As former House speaker and science champion Newt Gingrich called for in a speech to the American Association for the Advancement of Science: “Scientists must act as citizens. It is ridiculous to say that because what they are doing is noble and interesting that they should not also function actively as part of our society … If scientists truly believe that they are on the cutting edge of the future, they have a double burden because not only do they have self-interest, they also have the moral obligation of educating our democracy into creating a better future. Yes, citizenship is frustrating, but it is a privilege we must exercise. Yes, it means occasionally scientists will be involved in controversy. Yes, they have to learn communications skills such as speaking in a language everyone else in the room can understand. But these are doable things. They also are vital not only to the survival of this country, but to the future of the human race.”
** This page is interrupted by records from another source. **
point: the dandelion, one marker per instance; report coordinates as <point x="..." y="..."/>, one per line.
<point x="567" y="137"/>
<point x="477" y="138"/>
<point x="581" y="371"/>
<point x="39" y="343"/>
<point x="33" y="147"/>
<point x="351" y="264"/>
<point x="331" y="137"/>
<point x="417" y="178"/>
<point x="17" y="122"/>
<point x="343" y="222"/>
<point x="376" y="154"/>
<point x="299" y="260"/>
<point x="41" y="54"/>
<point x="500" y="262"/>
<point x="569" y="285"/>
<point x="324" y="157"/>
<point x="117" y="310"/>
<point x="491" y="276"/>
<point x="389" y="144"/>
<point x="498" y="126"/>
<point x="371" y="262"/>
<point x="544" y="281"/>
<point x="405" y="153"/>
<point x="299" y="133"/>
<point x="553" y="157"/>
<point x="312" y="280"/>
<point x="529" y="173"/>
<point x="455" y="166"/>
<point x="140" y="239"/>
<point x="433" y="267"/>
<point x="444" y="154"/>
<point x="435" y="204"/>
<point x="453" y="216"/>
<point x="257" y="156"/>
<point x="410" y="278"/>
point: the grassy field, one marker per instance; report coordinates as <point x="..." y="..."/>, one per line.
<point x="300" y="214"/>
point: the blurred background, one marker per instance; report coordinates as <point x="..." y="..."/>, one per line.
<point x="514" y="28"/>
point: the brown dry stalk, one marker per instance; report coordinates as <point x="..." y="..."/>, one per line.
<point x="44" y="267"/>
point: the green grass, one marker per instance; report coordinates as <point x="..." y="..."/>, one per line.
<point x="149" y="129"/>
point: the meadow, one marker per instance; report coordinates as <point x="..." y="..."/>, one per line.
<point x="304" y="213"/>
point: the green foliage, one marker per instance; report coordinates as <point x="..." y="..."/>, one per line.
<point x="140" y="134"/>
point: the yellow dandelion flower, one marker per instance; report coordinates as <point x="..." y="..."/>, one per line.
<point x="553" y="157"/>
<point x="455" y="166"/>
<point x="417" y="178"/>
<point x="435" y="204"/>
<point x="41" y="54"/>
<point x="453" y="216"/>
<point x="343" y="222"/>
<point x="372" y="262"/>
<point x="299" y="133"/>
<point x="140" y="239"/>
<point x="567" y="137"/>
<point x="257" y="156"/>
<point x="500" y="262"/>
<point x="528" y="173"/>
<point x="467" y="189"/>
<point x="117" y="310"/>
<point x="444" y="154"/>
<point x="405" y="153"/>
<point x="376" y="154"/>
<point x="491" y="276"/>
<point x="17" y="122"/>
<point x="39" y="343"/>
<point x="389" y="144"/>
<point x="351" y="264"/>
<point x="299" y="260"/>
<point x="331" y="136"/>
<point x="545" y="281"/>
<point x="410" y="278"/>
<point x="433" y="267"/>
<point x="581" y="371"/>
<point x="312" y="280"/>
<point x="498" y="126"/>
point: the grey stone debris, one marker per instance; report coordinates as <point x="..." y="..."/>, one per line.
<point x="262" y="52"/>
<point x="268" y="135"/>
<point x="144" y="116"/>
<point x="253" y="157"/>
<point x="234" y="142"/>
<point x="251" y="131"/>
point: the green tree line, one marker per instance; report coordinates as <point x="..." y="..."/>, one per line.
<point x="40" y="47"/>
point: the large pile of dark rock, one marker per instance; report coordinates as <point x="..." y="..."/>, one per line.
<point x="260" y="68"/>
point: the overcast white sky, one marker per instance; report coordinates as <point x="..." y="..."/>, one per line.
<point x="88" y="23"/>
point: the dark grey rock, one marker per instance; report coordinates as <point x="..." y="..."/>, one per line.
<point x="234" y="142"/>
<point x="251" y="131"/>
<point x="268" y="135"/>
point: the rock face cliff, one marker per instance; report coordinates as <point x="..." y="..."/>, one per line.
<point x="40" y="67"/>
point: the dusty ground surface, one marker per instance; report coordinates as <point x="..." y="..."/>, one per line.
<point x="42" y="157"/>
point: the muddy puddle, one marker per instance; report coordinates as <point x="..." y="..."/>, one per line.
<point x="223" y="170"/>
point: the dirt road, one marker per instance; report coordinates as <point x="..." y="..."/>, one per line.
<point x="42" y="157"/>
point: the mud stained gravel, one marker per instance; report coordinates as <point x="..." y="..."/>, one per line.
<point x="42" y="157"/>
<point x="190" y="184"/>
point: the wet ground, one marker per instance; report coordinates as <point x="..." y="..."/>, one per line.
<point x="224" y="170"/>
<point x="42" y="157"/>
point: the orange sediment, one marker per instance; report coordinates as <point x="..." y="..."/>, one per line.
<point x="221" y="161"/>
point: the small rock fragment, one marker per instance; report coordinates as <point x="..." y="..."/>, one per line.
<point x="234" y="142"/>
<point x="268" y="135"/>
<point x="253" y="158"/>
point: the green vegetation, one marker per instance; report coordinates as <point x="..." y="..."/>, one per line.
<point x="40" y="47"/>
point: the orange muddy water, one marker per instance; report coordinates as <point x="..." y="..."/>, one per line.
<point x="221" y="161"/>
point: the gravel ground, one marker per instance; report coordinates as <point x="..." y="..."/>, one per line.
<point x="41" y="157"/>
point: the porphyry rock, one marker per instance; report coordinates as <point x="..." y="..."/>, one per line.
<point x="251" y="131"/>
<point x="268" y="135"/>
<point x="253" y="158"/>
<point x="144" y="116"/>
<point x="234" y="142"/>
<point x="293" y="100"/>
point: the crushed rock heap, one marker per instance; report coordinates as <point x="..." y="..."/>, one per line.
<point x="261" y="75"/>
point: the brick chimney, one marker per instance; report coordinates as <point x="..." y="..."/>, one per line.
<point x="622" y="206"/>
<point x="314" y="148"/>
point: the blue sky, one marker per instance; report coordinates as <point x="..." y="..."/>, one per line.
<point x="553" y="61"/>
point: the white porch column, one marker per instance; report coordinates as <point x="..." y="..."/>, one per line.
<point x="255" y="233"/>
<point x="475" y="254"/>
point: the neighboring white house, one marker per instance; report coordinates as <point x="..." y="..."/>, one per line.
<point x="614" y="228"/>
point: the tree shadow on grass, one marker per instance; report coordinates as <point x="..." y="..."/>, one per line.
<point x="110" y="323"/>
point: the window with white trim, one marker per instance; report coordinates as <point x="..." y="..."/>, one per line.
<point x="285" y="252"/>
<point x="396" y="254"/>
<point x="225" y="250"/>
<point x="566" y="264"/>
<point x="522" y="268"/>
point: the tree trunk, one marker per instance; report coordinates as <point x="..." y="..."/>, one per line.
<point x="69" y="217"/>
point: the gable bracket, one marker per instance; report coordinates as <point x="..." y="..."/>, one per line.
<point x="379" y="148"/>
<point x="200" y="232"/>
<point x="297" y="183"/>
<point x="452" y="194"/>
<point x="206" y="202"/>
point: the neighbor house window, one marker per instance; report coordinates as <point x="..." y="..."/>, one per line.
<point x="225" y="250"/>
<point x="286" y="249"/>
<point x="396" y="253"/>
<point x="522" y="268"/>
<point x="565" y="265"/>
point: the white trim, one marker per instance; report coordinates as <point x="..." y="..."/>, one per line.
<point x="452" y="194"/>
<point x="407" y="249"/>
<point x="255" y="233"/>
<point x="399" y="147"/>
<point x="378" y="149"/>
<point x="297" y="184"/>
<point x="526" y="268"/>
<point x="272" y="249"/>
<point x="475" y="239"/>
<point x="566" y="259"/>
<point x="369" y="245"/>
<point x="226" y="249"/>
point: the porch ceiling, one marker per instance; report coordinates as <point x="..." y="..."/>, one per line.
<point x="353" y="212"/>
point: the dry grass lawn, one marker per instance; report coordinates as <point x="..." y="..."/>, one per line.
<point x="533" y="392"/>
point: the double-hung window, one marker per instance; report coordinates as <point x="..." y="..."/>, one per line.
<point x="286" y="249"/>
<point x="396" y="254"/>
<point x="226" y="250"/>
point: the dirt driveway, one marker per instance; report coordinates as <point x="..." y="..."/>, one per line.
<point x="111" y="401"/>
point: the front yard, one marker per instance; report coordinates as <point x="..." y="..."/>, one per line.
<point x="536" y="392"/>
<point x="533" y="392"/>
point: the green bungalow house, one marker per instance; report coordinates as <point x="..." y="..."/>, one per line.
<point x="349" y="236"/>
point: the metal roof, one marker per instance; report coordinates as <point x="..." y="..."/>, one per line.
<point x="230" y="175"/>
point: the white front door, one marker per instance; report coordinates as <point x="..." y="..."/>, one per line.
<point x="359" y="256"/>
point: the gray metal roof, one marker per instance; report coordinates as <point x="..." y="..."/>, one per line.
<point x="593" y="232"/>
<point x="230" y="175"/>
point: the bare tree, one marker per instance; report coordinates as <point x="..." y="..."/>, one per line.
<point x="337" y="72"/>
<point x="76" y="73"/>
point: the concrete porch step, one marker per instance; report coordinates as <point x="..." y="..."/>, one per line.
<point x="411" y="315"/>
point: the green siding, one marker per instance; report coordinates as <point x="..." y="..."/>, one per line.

Travels in the Genetically Modified Zone is a better book than Alan McHughen’s Pandora’s Picnic Basket (Oxford University Press, 2000), which presents the GM debate largely as a controversy created by popular ignorance of the science and facts behind GM food. But Travels is a less colorful and engaging book than National Public Radio technology correspondent Dan Charles’s Lords of the Harvest (Perseus Publishing, 2001), the other recent book tracing the development of agricultural biotechnology. But Winston is clearer and more explicit than either McHughen or Charles about some of the regulatory reforms necessary to create the kind of science and technology policy that will maintain public support for scientific and technological progress and allow important research to continue.
Winston is trying to go deeper into his subject than most. But he falls somewhat short of providing a true roadmap for what’s needed to bring about what British writer John Durant calls “socially sustainable” science and technology policy in the future.